This is a repository consisting of the scripts working as analysis tools based on Machine Learning for neuroimaging data. It's for academic purpose only.
- Change the path in the instance of Logger class to output results;
- Check the datasets.py for filename and label name or add new ones;
- Change the FILENAME and the self.X attribute in the instance of Data class in main.py to use different datasets, or even concatenate ones;
- Change the model class to instantiate to use different model.
- A new datasets module for data and label manipulation.
- Used fancy indexing to select data;
- Output indices as list for reuse.
- Added regression models;
- Plotted correlations between regression predictions and original y;
- Classification can now output feature weight vectors.
- Defined a Data class, its attributes include data name, feature matrix, label vector and list of features, its methods consists of preprocessing and split;
- Used ROC curve as one of the performance metrics;
- Defined model classes, their attributes include model instance, model name and grid search parameter settings.
- Feature selection methods, e.g. f-score, are not completely done;
- ROC curves of different models are not plotted on a single figure.
- Separated data_acquisition and model_optimization from the original file;
- Used the label vectors from info.csv, avoiding creating too many datasets;
- Used plt.savefig to save figures generated.
- Still no new preprocessing method used;
- A file-to-file IO model remains to be figured out.
- Completed the integrated_rgs_model, with neg_mean_absolute_error as performance metric. Relevance vector regression (RVR) remains to be configured;
- Run on different datasets with 345 subjects;
- Run on concatenated features to obtain higher accuracy.
- Choose the right column to predict when using the regression models;
- It's not yet fully automated, thus it'd be better to modify the datasets manually;
- The accuracy is far from satisfactory, consider using different preprocessing methods.

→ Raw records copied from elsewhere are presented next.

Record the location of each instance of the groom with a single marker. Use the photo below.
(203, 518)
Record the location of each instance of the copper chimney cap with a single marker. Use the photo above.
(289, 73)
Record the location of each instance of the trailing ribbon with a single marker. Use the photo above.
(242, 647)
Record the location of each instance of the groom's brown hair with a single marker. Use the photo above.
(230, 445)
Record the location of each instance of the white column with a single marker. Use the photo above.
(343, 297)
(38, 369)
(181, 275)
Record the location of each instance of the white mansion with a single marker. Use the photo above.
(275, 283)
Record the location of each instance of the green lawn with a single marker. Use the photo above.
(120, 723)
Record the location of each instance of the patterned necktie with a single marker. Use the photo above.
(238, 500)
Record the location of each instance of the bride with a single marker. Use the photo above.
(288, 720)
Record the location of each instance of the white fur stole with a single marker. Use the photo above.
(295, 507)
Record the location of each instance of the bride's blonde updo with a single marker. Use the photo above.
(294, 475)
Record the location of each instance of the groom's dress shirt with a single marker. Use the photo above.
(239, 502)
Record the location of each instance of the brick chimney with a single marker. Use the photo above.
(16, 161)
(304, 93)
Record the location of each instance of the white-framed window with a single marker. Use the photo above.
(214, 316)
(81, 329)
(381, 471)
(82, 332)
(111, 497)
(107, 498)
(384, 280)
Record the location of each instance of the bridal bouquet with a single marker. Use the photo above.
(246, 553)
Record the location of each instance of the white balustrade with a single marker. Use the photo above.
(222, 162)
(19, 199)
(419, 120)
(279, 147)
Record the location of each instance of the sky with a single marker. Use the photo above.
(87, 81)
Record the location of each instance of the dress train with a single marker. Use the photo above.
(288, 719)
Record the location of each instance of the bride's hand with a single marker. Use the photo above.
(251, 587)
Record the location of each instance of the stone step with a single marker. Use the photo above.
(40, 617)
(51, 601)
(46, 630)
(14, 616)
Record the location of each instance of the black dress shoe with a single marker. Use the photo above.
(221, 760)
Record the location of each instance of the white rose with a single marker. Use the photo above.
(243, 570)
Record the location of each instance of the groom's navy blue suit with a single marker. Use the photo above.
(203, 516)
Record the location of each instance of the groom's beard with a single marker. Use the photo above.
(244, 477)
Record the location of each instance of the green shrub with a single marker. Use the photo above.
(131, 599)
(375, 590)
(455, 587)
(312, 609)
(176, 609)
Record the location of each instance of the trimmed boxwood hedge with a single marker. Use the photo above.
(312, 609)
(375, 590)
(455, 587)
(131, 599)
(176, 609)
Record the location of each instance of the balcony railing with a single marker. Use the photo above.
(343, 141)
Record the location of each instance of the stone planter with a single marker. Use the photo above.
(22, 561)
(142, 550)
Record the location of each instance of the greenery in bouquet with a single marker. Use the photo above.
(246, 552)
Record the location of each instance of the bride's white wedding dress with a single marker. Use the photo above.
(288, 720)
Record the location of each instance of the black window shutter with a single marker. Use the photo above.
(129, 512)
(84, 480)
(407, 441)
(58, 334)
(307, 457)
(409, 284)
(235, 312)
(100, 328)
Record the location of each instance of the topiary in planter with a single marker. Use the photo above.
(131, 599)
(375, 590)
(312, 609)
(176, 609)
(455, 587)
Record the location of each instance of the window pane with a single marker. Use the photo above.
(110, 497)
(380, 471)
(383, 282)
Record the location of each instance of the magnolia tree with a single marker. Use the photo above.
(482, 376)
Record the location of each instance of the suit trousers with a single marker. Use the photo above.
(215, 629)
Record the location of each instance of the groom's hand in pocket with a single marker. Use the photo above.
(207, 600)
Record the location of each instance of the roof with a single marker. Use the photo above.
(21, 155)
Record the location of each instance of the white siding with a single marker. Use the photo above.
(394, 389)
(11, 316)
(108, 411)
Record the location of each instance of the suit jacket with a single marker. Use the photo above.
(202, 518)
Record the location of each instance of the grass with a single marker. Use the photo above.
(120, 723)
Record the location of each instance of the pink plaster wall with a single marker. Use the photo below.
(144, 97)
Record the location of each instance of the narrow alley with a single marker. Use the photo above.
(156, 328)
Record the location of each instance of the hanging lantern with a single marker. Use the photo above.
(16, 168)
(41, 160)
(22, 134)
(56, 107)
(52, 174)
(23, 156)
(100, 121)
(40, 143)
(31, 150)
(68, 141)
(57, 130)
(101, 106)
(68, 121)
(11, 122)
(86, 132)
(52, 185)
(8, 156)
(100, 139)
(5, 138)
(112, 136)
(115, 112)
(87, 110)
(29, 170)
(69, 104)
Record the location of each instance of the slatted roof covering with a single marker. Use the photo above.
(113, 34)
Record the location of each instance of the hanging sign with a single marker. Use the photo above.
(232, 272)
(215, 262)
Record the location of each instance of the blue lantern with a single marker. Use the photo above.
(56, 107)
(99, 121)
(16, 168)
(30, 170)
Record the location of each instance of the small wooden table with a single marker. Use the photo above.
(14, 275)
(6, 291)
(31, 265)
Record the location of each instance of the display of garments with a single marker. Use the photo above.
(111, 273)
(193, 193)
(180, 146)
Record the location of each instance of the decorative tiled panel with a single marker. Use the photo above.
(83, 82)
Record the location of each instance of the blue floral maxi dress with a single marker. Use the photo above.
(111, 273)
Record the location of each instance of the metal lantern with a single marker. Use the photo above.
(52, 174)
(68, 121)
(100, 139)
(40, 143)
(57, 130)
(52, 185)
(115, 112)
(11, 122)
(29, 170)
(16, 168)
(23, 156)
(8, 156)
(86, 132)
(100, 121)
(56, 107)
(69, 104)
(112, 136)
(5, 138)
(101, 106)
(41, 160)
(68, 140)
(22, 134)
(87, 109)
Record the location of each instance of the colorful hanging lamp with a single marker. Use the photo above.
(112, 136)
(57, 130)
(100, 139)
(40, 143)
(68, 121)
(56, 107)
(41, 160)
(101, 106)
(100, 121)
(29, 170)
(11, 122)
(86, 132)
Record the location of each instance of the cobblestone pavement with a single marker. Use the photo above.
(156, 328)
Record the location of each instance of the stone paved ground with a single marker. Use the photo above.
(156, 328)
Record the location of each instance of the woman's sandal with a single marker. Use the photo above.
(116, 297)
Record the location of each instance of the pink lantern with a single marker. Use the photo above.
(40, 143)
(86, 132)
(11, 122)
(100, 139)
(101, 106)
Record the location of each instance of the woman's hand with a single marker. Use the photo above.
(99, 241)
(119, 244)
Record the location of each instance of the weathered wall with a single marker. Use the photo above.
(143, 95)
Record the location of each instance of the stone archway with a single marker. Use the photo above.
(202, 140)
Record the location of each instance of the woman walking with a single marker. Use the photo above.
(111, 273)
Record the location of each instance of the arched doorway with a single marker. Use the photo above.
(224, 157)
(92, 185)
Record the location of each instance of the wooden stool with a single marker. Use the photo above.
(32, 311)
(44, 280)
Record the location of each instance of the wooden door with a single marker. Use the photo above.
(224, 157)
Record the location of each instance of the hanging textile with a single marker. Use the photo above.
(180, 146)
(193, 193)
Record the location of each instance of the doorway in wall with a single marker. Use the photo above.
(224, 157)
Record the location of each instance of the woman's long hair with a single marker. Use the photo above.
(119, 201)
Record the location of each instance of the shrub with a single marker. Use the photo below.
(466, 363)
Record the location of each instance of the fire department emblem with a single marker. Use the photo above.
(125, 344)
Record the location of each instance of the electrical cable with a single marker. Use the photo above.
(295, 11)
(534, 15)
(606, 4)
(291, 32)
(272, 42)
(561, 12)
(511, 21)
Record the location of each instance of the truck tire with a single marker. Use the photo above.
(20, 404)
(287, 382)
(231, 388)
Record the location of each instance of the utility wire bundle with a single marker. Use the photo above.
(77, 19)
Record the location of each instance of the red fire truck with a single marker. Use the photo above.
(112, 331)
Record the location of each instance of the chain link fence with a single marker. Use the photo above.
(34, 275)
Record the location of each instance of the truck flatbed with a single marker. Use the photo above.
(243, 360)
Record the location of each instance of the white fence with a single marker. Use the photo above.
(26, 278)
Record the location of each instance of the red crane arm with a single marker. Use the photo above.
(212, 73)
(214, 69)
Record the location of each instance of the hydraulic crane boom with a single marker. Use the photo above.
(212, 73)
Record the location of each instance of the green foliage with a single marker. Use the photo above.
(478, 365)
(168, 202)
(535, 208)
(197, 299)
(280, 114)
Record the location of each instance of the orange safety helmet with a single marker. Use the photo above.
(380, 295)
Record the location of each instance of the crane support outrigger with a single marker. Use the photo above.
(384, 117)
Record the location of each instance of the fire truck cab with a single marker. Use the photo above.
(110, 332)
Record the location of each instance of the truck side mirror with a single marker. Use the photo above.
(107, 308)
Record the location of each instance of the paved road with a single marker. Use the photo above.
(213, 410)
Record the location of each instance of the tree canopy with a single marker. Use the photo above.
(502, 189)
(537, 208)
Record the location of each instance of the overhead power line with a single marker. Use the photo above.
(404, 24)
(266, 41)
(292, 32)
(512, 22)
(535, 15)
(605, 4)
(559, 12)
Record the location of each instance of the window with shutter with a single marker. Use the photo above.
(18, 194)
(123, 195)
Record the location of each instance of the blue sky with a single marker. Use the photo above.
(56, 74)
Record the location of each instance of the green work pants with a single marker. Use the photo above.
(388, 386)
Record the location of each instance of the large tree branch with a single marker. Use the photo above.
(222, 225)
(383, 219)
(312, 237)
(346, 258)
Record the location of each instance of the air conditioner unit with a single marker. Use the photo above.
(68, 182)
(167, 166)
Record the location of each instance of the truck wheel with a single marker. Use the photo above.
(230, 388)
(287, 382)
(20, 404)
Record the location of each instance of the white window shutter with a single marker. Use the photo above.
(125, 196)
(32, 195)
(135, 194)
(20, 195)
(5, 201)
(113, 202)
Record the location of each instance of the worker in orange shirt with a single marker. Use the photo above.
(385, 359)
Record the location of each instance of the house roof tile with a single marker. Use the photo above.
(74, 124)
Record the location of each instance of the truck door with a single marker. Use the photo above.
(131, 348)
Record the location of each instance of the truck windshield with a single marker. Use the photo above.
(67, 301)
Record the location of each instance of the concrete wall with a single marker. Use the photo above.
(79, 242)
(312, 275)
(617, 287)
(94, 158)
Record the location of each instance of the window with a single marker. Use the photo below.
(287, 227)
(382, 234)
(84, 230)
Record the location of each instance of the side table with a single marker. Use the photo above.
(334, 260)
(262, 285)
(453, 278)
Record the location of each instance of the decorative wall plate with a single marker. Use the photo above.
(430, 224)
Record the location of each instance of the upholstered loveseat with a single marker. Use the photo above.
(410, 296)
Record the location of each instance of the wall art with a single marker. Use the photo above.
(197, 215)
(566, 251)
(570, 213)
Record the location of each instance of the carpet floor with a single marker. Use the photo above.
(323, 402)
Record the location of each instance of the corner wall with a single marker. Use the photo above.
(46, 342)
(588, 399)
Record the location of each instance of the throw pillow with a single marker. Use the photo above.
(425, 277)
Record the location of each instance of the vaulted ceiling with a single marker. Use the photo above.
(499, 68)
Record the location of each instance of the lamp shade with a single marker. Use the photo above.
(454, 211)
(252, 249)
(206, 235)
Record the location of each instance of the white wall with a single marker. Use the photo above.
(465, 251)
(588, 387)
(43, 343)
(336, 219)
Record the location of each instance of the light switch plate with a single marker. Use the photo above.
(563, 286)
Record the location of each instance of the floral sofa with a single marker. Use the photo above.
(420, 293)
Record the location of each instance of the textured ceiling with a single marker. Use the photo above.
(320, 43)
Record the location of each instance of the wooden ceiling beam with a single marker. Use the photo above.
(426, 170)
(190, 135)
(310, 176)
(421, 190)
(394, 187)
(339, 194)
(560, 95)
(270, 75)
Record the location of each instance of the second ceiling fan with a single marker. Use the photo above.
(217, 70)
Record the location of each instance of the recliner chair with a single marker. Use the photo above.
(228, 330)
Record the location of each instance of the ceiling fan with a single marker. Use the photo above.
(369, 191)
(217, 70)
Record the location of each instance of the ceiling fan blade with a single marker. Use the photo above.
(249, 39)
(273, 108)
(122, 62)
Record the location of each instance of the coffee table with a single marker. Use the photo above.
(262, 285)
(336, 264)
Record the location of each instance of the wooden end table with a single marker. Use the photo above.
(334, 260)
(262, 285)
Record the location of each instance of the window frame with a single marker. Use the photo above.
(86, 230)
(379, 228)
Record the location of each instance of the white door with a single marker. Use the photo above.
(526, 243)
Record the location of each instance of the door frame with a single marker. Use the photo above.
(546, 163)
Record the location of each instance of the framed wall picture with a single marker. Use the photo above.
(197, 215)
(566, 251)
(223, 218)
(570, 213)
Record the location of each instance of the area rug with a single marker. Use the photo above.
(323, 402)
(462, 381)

Refactoring - add clf_models.py and rgs_models.py to reduce the amount of code in integrated.py; each *_models.py contains the model initialization and parameter settings for grid search.
In the last version there was a mistake in line 205, causing index-out-of-range error,
list_selected_features.append(list_features[2+i])
the '2+i' was non-sense and is now 'i'.
Updates also include adding LogisticRegression, LinearDiscriminantAnalysis, and KNeighborsClassifier models along with their grid search parameter settings. Moreover, f-score feature selection is also included.
Committing the first version of scripts, including a integrated classification model and a integrated regression model (not completely done yet).
Since an external validation loop will result in different parameter settings, doing grid search followed by feature selection will produce different model after each iteration. Therefore, it would be a wiser choice to do a grid search first outside the validation loop inside of which feature selection will be performed, hence can we select the optimal model and obtain the corresponding selected features with larger weights, along with the mean accuracy. Should mention that most of the models are not yet configured.
It's not done so far while the main idea is to use seaborn to generate a bunch of figures showing correlations as well as the regression of PANSS scores.
Running the script integrated.py for the first time, an error like below occurred,
ModuleNotFoundError: No module named 'tkinter'
refer to this site for solution, it seems that tkinter is not installed correctly.